Maastricht Upper Area Control Centre (MUAC) of the European Organisation for the Safety of Air Navigation (EUROCONTROL) is located next to the airport.

Samco Aircraft Maintenance B.V. operates from a hangar on the east side of the airport and supports a wide range of aircraft maintenance activities. Building work on a second adjacent hangar was completed in 2018.
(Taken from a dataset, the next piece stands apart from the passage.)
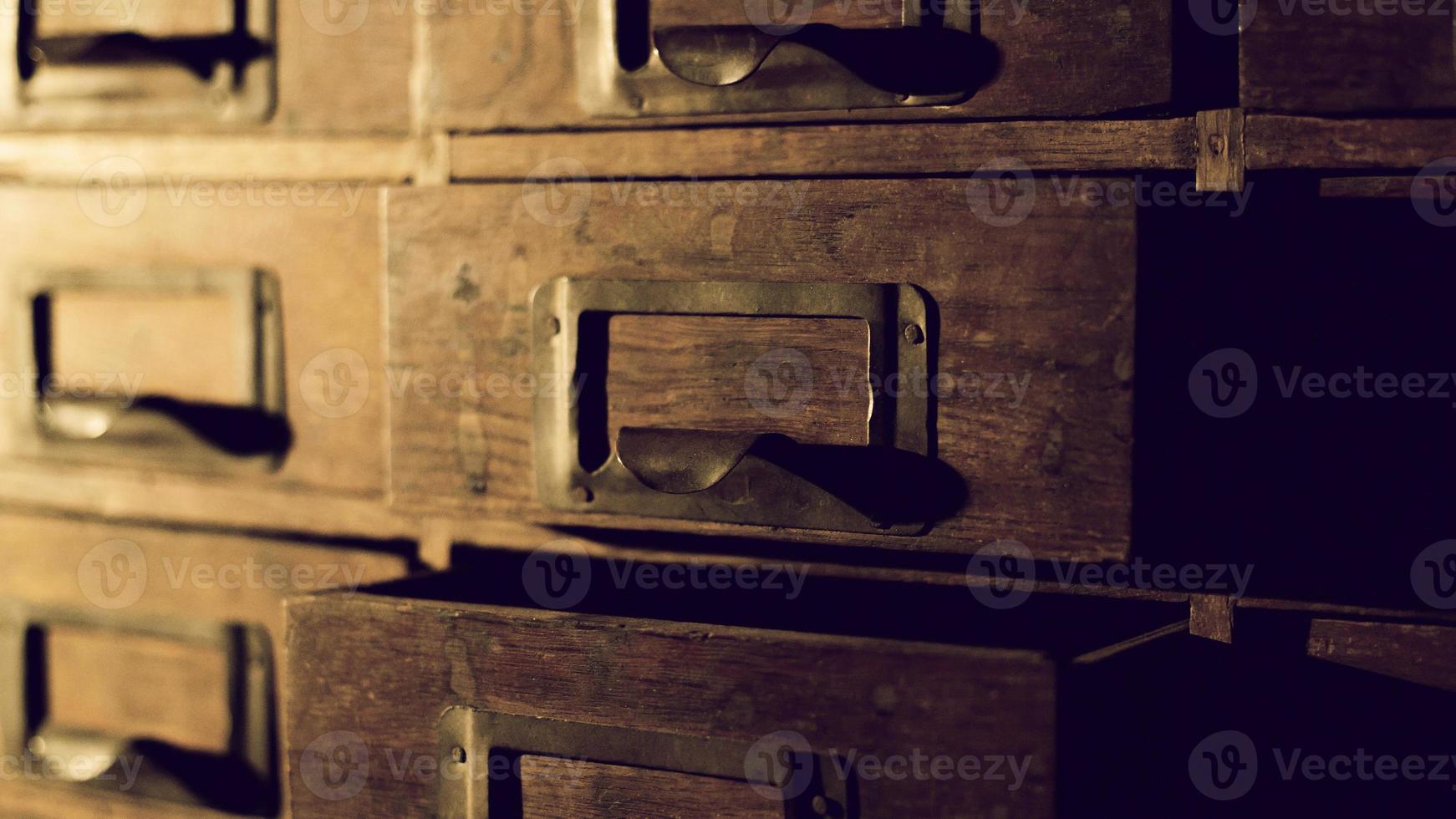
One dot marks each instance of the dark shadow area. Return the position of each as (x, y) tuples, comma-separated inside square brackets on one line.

Aviation Competence Centre (ACC) is a training organization for aircraft mechanics and is located at the airport.

==Facilities==
A modern hotel operated by GR8 is located 50 metres from the terminal building The GR8 hotel opened 2021.

The airport has two car parks. P1 short/long term 'comfort' parking and P 2 long term parking.

There are several car rental companies at the airport with desks in the terminal.

==Ground transportation==

===Car===
The airport is located along motorway A2, exit 50. Taxis are available at the airport.

===Bus===
There is bus service (line 30), operated by Arriva, running every 30 mins to Maastricht and Sittard. This line also covers the transport connections from the airport to the national rail network via Maastricht railway station and Sittard railway station.

KLM operates a bus connection service to Amsterdam Airport Schiphol via Maastricht railway station and Eindhoven Airport. Tickets to use this service are an add-on to a KLM flight ticket.

===Bicycle===
The airport is situated along the Sittard-Maastricht fast cycling route, which is designed to encourage more people to cycle.